Assuming that the best way to deal with N parents is to detach from them, limit your contact if not sever it completely, what do you say when they confront you with this behavior? Especially if there are grandkids in the mix.
Let me elaborate. N parents are NEVER going to understand your point of view. To them, they have done nothing wrong, are the source of no hurt and are innocent victims in the situation. So if I choose to withdraw and have little contact with them, how do I explain this behavior. I mean I can't just come right out and say. "Because you are NARCISSISTS!" That will fall on deaf ears. Keep in mind I would like to have some kind of relationship with at least one of my parents.
What do I say when they come knocking on the door wanting to have "a little talk" about all of the distance and changes?
I've thought all week about this and how I would respond ( did respond )
These thoughts spring to mind:
*limiting contact can lead people to step up their unhealthy behaviours as they feel slighted or rejected
*are you prepared to sever contact? It's not easily done. I didn't talk to my father for a couple of years at one point and even though I wasn't severing contact- I wrote to him every week and made it crystal clear that I was trying to build a new relationship with him but I was very unhappy with the old one- I still got long messages on my answer machine, he refused to correspond, and he dragged my siblings in to take sides! At one point my ex said 'you think about your dad more now than when you were tolerating his unpleasant weekly phone call!'
*if you are going to rework your relationships it'll take time and forever-reinforcement. Sometimes a very long time and you developing a broken-record approach and never wavering.
The first time I said to my ex 'I think you are abusive' he laughed in my face, told me 'a few home truths' about how crazy I am, in short was more abusive.

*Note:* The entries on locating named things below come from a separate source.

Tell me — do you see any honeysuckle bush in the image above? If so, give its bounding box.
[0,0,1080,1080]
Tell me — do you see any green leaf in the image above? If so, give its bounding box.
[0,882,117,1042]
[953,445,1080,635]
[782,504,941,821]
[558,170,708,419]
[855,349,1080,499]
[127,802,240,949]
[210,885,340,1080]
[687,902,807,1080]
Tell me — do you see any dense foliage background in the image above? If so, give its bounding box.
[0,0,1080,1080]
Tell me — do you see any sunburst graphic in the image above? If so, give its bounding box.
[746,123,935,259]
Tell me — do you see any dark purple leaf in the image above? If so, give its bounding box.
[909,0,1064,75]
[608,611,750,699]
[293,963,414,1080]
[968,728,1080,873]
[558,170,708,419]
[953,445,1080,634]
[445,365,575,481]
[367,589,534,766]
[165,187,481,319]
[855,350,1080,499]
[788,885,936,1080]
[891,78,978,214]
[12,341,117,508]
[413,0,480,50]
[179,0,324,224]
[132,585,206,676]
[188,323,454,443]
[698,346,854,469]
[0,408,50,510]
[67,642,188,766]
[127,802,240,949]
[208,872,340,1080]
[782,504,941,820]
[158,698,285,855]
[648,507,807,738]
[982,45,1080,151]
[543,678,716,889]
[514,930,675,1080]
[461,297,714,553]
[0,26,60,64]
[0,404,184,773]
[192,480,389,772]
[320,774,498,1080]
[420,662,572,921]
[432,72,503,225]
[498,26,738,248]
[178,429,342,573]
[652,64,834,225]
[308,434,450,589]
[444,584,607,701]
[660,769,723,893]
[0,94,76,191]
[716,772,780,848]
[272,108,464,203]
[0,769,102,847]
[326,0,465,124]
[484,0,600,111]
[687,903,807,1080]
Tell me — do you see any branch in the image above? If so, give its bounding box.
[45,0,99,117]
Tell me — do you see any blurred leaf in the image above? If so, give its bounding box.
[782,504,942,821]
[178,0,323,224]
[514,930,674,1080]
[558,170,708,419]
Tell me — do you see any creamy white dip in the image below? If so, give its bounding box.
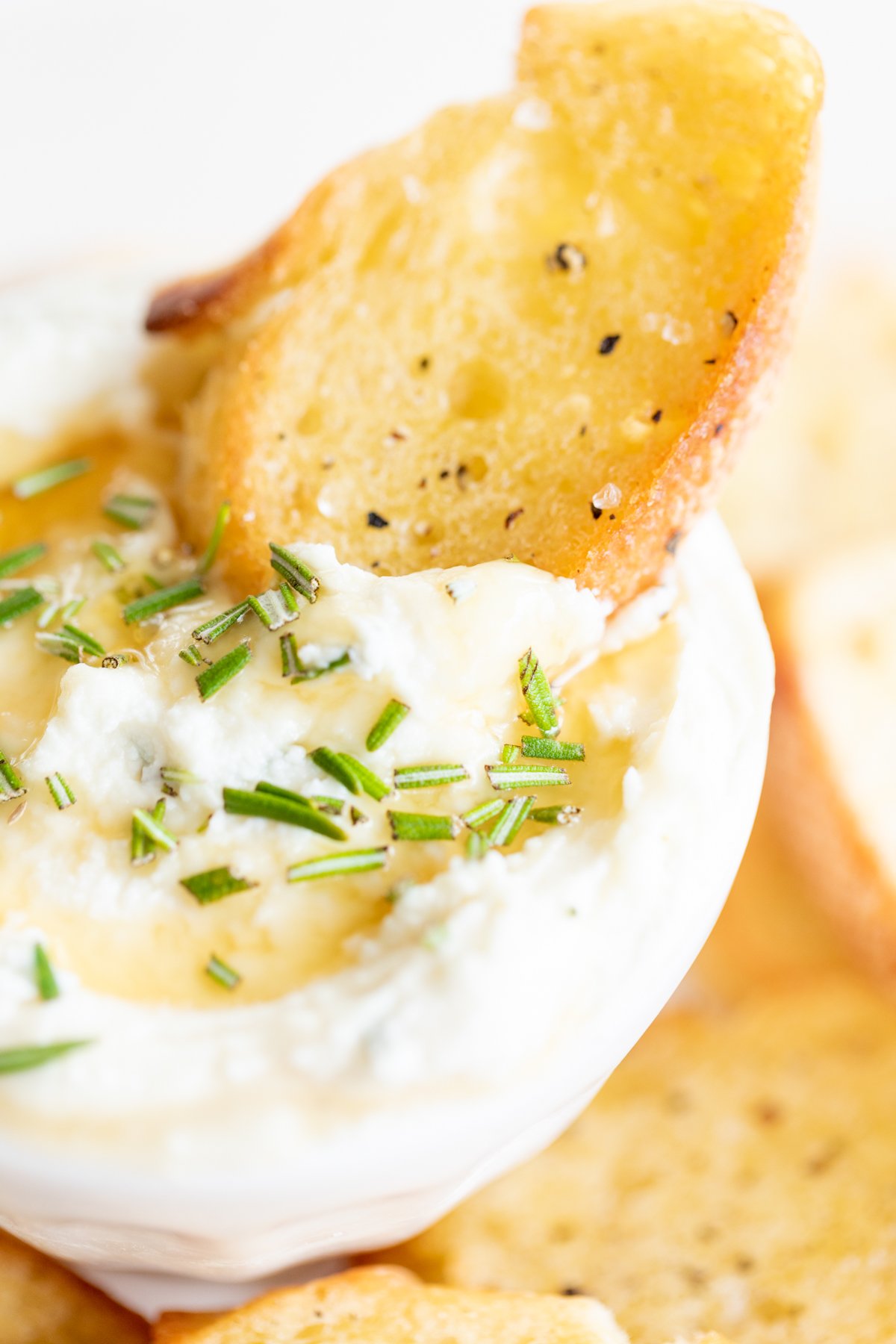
[0,273,772,1171]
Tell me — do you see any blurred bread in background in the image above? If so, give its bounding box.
[383,974,896,1344]
[767,538,896,985]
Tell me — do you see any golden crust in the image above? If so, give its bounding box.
[385,976,896,1344]
[0,1233,149,1344]
[155,1266,626,1344]
[767,586,896,989]
[148,4,822,601]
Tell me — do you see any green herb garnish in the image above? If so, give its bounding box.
[489,793,535,844]
[0,541,47,579]
[0,588,44,625]
[286,845,390,882]
[196,640,252,700]
[44,774,78,812]
[311,747,360,793]
[485,765,570,789]
[0,1040,93,1074]
[196,501,230,574]
[158,765,203,796]
[102,494,158,532]
[205,953,243,989]
[180,868,258,906]
[529,803,582,827]
[34,942,59,1003]
[12,457,93,500]
[267,541,321,602]
[0,751,28,803]
[523,735,585,761]
[395,765,470,789]
[520,649,560,738]
[224,785,345,840]
[461,798,504,830]
[193,602,251,644]
[247,583,299,630]
[121,576,205,625]
[365,700,411,751]
[90,541,125,574]
[387,812,461,840]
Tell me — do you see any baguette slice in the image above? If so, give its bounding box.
[768,541,896,986]
[148,0,822,601]
[385,974,896,1344]
[155,1267,626,1344]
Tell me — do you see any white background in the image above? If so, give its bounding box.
[0,0,896,279]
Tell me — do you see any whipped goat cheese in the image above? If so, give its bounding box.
[0,273,771,1172]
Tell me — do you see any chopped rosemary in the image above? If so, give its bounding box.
[293,649,351,685]
[523,734,585,761]
[12,457,93,500]
[267,541,321,602]
[34,942,59,1003]
[121,576,205,625]
[44,774,78,812]
[311,747,360,793]
[205,953,243,989]
[461,798,504,830]
[466,830,491,859]
[180,868,258,906]
[365,700,411,751]
[196,640,252,700]
[0,751,28,803]
[529,803,582,827]
[338,751,392,803]
[224,785,345,840]
[520,649,560,738]
[131,798,177,863]
[387,812,461,840]
[0,1040,93,1074]
[193,602,251,644]
[196,501,230,574]
[102,494,157,532]
[489,793,535,844]
[485,765,570,789]
[308,793,355,817]
[279,630,302,676]
[0,541,47,579]
[0,586,44,625]
[90,541,125,574]
[60,622,106,659]
[395,765,470,789]
[249,583,299,630]
[286,845,390,882]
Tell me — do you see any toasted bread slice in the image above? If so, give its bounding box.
[0,1233,149,1344]
[148,3,822,601]
[385,974,896,1344]
[768,538,896,986]
[721,264,896,585]
[155,1267,626,1344]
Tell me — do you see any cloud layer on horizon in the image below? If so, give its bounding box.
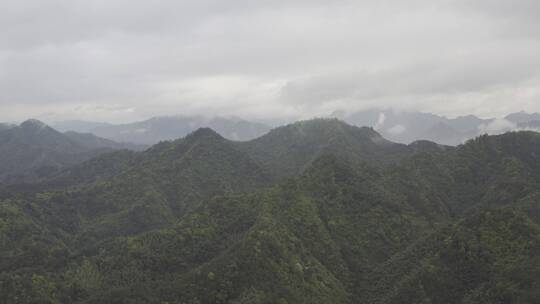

That was nearly 20 years ago.
Now we have a vocabulary in our family- not just with ex, but the whole family. The denial about alcoholism ( which is so much part of ENglish working-class culture ) is still there, but we do all discuss it, and things aren't perfect about communication, just a bit better.
My father stopped expecting my support, and 'forgave' my insubordination and went off and found him a new life. We speak rarely but do correspond.
My ex and I are divorcing, but we have kept a family relationship to raise our son. It's not perfect but it's pretty healthy.
Ex is in ( and out ) of therapy. Son is extremely assertive and able to say when things don't 'feel right'.
This week he ( ex ) had a stressful time and fell right back into a pattern of berating me. I told him every day- you are being unpleasant and abusive. He didn't hear it until Thursday when I burst into tears and said 'I am so stressed' and told him to stop coming over. If I don't insist he will push and push and assume I'm fine. That is the hardest thing for me about him- I can never relax, never treat him like my other friends. The pattern comes back- though not nearly so bad as all those years ago when I first told him I wasn't happy and he was abusive and he was scornful.
I have done loads of therapy myself and read everything I can about models of communication and relationships.
And I have had to work on the reasons i was hooked into my family relationships and marriage, and meet those needs in other ways, and drop or change behaviours.
I guess what I am saying tony001 is you can change things for the better and each little positive step helps, but people ( including ourself ) are resistant to change.
If they are N change is actually emotionally deeply painful as it triggers their abandonment and sense of being deep-down unacceptable.
I am still not in the same reality space as my family members or my ex, but there's a big overlap now, in fact isn't that a model of intimacy: two figure 8 s overlapping, representing people being able to inhabit their reality and yours and it not detracting from either. Of course for two people to do that in balance they both have to be pretty healthy!
I can't put it any better than Ram Dass:
My suggestion is to take it slow and continue your studies and personal exploration. You may discover things start to shift almost on their own.
Psychologist Ram Dass said:
I help people as a way to work on myself, and I work on myself to help people!'
That's a pretty good way to live so long as we are committed to being really healthy ourselves.